First, I uploaded the csv file into my Github rep for this class, from where I retrieve it and save as a dataframe called df.
library(RCurl)
x <- getURL("https://raw.githubusercontent.com/lucasweyrich958/DATA607/main/spi_matches.csv")
df <- read.csv(text = x)
After I saved it, I am using the head() function to get a good glimpse of what the dataset is about.
head(df)
As we can see, the head() function shows the first few rows for the dataset, and we see that there are several seasons worth of data for several proefessional soccer leagues. Specifically, this dataset is concerned with the “Soccer Power Index,” which is calculated using individual players’ data from previous games. It is adjusted every week. Using the SPI, a win probability can then be calculated. Because I am VfB Stuttgart fan, I decided to investigate only this club, specifically for season 2022 - 23. I will filter the dataframe for the club and season, and save as new dataframe called vfb_df.
vfb_df = subset(df, team1 == 'VfB Stuttgart' | team2 == 'VfB Stuttgart')

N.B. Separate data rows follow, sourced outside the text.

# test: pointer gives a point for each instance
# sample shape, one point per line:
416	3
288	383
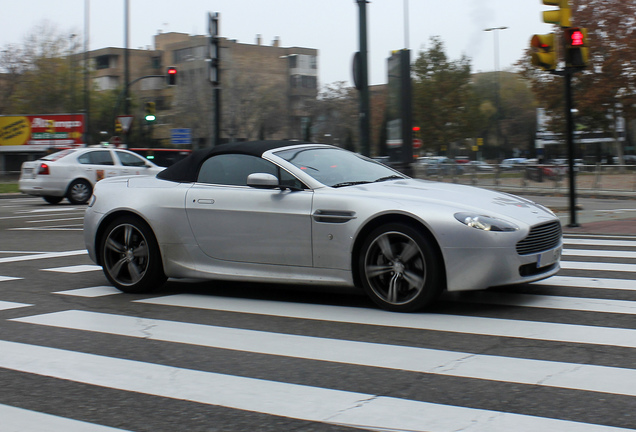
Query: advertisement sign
41	132
399	110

vfb_df = subset(vfb_df, season == 2022)
head(vfb_df)
head() shows again the same columns as above, just now that either team1 and team2 has VfB Stuttgart in it, and the year is 2022, for the repsective season. Now I want to make sure I capture only the SPI and win probability for VfB, so I will use ifelse to filter the respecitve columns depending if VfB Stuttgart was home or away for a specific game.
vfb_df$spi <- ifelse(vfb_df$team1 == "VfB Stuttgart", vfb_df$spi1, vfb_df$spi2)
vfb_df$prob <- ifelse(vfb_df$team1 == "VfB Stuttgart", vfb_df$prob1, vfb_df$prob2)
vfb_df = vfb_df[,(names(vfb_df) %in% c('date','team1', 'team2', 'spi', 'prob'))]
head(vfb_df)
Now I will change the column names for more intuitive names.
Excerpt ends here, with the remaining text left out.